You would have gotten a kick out of meeting my maternal grandfather. You know how people say, oh, so-and-so always has the latest jokes? Well, my grandfather didn't have the latest jokes, but he had the best of the oldest jokes - stuff that knocked 'em dead for years in vaudeville, burlesque and Broadway. "If you fall asleep smoking in bed, you'll make an ash of yourself" was an example of the stuff I would hear at Sunday dinner and then get hollered at for repeating at Monday lunch in school.
"My friend has a real important job...he has 750 people under him. He cuts the grass at the cemetery."
"I had it all! Money! Power! Fame! The love of a gorgeous, sexy woman! And then my wife walked in."
So you can see why this sort of humor appealed to me, then and now. And one day, he gave me a hat - sort of like that hat that Goober wore - and it said "Don't Go Away Mad - Just Go Away!"
I wore that hat like a badge of honor. You know, like Dan Quayle wears our scorn.
So naturally I was all worked up when Mötley Crüe did a song by that name on their Dr Feelgood album in 1989. You can hear and see the song here. Please. Go ahead and listen and watch now; I'll still be here when you get through.
Whatcha think? Did you like the story line? You get to see singer Vincent "Vince Neil" Wharton packing for a fun weekend with some friends, tossing some money to a neighborhood mendicant as he rushes out. And for that Six Degrees of Kevin Bacon, I have a very dear friend in town here whose cousin, also a very close friend, in California went to high school with Vince Neil! Is that amazing? There might have been a Nobel-prize winning microbiologist or a great healer or an inspirational leader or someone else in a noble position in that class too, but the cool thing is to be able to say "I went to High School with Vince Neil!"

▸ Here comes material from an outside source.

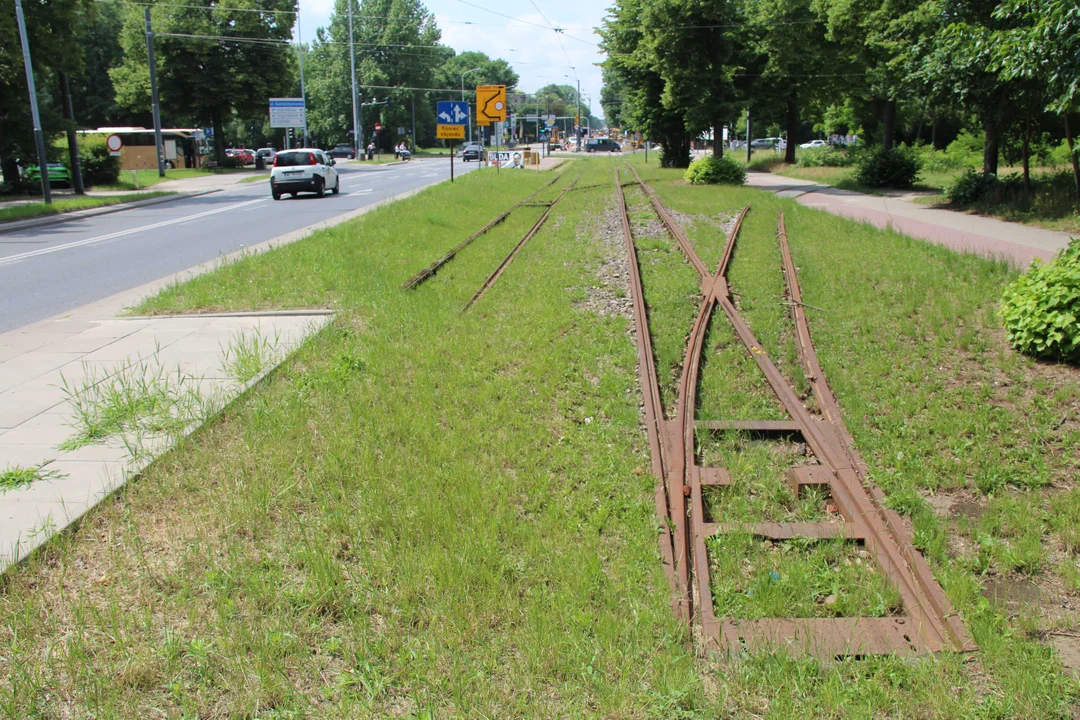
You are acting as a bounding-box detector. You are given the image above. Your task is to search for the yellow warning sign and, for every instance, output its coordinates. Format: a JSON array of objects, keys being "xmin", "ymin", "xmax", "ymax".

Bassist Frank Ferrara, Jr, known professionally as Nikki Sixx, and guitarist Mick Mars, whose friends back in Terre Haute still call him Robert A. Deal, lend their stringed virtuosity to the mix, and then there is drummer "Tommy Lee" Bass, whose thundering drums lend a backbeat that you just can't lose to this and many other Crüe-d anthems.
It should be noted that, as a drummer, Lee has an unfair advantage in that he has, in effect, three drumsticks with which to pound out the beat. As it were.
Another reason why I love this song and video is that at one point during the song, Vince takes a drumstick (one of the wooden ones) from Tommy and starts pounding on a tom-tom, thus freeing Lee to whistle through his first two fingers in a piercing wolf-whistle.
I would love to learn how to do that. It's great for hailing cabs, which I never do, and signalling my intentions to hot dog vendors, which I often do.
If you know how to whistle like that, and are willing to teach me, I can pay you in jokes and gags! Deal?